Important new research from communication studies describing how mothers and daughters who follow feminist principles speak more positively about their bodies.
Published in Body Image, the study found that feminist mothers and their daughters felt more positively about their bodies and less shame about how their bodies look than those who don’t ascribe to feminist ideals. Additionally, the paper showed that how mothers view and speak about their bodies can affect how their daughters view their own and vice versa:
The researchers focused on feminist embodiment, which they define as women rejecting societal norms and expectations about what they should look like while also feeling empowered and embracing their own bodies for their strengths and uniqueness.

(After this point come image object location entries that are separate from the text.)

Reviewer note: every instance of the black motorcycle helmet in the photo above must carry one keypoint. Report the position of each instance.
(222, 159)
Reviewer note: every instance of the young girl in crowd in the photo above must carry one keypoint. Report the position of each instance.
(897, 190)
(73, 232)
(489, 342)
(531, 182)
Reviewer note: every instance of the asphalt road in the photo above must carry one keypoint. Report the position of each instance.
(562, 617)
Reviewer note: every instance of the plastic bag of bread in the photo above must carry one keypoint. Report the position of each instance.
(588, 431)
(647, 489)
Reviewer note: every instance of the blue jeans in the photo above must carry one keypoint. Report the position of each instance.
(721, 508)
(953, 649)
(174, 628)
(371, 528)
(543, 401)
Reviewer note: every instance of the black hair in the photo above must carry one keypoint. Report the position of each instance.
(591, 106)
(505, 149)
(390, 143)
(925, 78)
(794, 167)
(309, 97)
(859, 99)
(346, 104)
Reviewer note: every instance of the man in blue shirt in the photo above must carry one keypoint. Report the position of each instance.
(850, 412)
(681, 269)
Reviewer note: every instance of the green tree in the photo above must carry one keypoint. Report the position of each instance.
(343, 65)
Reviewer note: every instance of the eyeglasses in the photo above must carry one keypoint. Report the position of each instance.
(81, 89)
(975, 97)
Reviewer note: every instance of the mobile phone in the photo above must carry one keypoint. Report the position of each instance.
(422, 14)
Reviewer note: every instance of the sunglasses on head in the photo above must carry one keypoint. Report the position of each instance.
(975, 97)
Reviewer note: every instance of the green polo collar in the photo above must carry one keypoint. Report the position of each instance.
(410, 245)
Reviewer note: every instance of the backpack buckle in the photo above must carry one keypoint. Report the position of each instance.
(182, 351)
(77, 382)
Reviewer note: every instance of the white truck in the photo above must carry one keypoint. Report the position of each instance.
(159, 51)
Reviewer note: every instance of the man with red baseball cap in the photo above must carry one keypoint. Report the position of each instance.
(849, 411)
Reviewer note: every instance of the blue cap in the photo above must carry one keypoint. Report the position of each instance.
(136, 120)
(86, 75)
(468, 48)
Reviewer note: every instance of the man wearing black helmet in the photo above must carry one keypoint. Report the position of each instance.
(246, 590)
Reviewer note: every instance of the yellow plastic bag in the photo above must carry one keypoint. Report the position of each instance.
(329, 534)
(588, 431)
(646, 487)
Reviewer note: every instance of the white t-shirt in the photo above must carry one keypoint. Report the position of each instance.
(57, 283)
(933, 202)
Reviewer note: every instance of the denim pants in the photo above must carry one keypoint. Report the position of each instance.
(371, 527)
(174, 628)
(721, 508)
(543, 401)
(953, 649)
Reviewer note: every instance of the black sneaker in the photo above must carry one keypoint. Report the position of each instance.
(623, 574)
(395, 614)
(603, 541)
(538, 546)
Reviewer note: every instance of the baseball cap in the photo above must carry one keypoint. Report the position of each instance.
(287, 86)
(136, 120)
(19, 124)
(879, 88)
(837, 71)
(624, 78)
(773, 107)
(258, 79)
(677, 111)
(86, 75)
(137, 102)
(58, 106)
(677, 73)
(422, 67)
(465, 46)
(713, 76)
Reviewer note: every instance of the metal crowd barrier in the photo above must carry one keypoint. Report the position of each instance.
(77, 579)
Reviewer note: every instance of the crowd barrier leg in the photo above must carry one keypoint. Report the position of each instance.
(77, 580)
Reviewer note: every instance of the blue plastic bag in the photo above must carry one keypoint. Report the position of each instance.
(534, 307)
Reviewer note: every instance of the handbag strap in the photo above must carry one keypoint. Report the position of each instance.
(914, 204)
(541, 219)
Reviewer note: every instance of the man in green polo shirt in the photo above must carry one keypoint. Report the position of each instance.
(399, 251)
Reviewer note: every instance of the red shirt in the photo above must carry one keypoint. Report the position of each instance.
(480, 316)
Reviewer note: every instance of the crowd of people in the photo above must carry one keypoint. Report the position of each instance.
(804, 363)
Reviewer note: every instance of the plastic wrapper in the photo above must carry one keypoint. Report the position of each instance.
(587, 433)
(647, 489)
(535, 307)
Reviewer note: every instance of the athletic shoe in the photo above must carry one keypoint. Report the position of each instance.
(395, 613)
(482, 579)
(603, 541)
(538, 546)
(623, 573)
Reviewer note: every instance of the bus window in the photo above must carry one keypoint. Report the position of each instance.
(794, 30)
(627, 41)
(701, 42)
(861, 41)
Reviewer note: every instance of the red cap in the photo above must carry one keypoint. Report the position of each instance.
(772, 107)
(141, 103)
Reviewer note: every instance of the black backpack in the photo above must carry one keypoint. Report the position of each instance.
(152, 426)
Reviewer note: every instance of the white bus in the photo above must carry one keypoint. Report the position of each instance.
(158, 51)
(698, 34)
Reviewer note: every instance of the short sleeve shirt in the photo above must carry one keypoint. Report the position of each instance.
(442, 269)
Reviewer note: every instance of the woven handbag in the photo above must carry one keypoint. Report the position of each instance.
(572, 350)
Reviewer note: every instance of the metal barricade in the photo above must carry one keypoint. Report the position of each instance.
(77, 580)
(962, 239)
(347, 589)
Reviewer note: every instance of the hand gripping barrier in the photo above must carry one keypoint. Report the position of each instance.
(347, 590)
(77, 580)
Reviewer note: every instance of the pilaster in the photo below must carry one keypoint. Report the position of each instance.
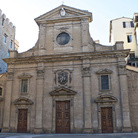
(124, 99)
(39, 99)
(87, 98)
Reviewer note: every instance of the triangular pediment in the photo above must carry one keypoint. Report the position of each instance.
(62, 91)
(23, 101)
(106, 99)
(68, 14)
(104, 71)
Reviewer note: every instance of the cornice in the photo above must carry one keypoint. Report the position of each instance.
(67, 57)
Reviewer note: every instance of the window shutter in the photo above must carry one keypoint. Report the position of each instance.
(132, 24)
(124, 25)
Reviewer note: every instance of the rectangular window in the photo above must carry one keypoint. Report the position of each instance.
(137, 38)
(132, 55)
(128, 24)
(129, 38)
(104, 82)
(5, 38)
(2, 23)
(0, 91)
(11, 44)
(24, 85)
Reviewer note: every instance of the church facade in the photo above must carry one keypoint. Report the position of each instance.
(66, 83)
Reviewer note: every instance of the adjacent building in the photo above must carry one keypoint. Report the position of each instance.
(123, 29)
(67, 83)
(7, 40)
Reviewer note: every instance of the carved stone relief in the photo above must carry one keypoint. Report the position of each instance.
(63, 78)
(86, 71)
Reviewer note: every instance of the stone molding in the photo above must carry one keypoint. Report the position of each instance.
(104, 71)
(25, 76)
(69, 57)
(62, 91)
(105, 99)
(86, 71)
(23, 101)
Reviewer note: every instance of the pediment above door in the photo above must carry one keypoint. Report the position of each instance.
(106, 99)
(64, 12)
(23, 101)
(62, 91)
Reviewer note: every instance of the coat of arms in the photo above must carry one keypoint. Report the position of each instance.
(62, 78)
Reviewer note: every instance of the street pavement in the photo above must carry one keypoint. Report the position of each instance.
(112, 135)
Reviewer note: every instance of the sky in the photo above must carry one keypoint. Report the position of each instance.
(23, 12)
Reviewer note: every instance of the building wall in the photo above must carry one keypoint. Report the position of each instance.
(6, 29)
(84, 61)
(132, 75)
(118, 33)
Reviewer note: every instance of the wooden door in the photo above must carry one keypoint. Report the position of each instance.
(63, 117)
(22, 121)
(106, 120)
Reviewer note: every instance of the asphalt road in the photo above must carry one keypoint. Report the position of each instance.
(113, 135)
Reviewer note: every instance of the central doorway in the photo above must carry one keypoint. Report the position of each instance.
(106, 120)
(63, 117)
(22, 121)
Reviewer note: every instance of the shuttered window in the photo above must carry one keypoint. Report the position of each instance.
(128, 24)
(24, 85)
(104, 82)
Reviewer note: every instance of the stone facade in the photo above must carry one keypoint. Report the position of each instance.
(57, 86)
(7, 39)
(132, 75)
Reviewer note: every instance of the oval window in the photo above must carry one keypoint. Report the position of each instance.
(63, 38)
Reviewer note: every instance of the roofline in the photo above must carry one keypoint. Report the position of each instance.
(121, 18)
(110, 27)
(85, 11)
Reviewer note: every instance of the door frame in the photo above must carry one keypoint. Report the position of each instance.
(65, 98)
(113, 117)
(109, 108)
(18, 120)
(64, 112)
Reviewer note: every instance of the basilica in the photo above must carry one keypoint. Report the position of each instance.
(68, 83)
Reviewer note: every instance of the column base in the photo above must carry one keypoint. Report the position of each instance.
(127, 129)
(88, 130)
(38, 131)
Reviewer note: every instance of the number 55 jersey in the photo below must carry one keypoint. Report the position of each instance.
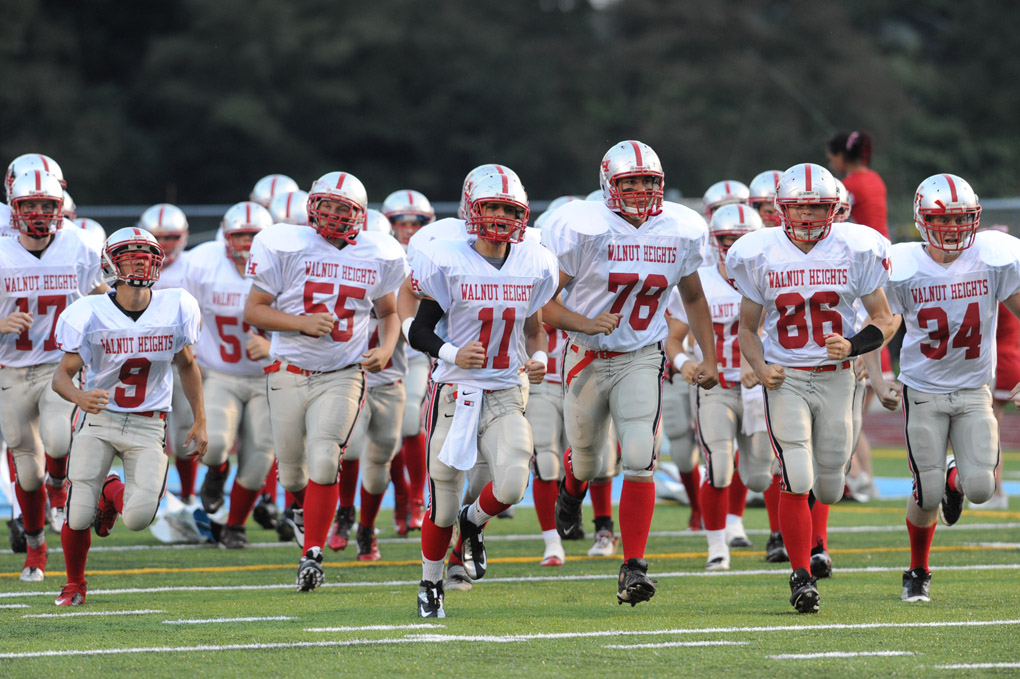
(807, 296)
(131, 359)
(623, 269)
(951, 311)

Led by Analisa Arroyo, lead author of the study and an associate professor in the Franklin College of Arts and Sciences, the researchers surveyed 169 mother-daughter pairs for the study, but they specifically didn’t ask participants whether they self-identified as feminists. Instead, they analyzed participants’ feelings about their own power as a woman, how connected they feel to their bodies and how in control they feel of their own lives, in addition to other measures of feminist values.
Previous research linked negative comments about one’s own body to negative outcomes such as depression, disordered eating, body dissatisfaction and more. The present study showed that when daughters hear their mothers talk negatively about themselves, the daughters’ own body image takes a hit.
Daughters who embraced their bodies and spoke positively about themselves, though, served as a positive influence for their mothers. Moms with more body-positive daughters were more likely to have a better body image of themselves.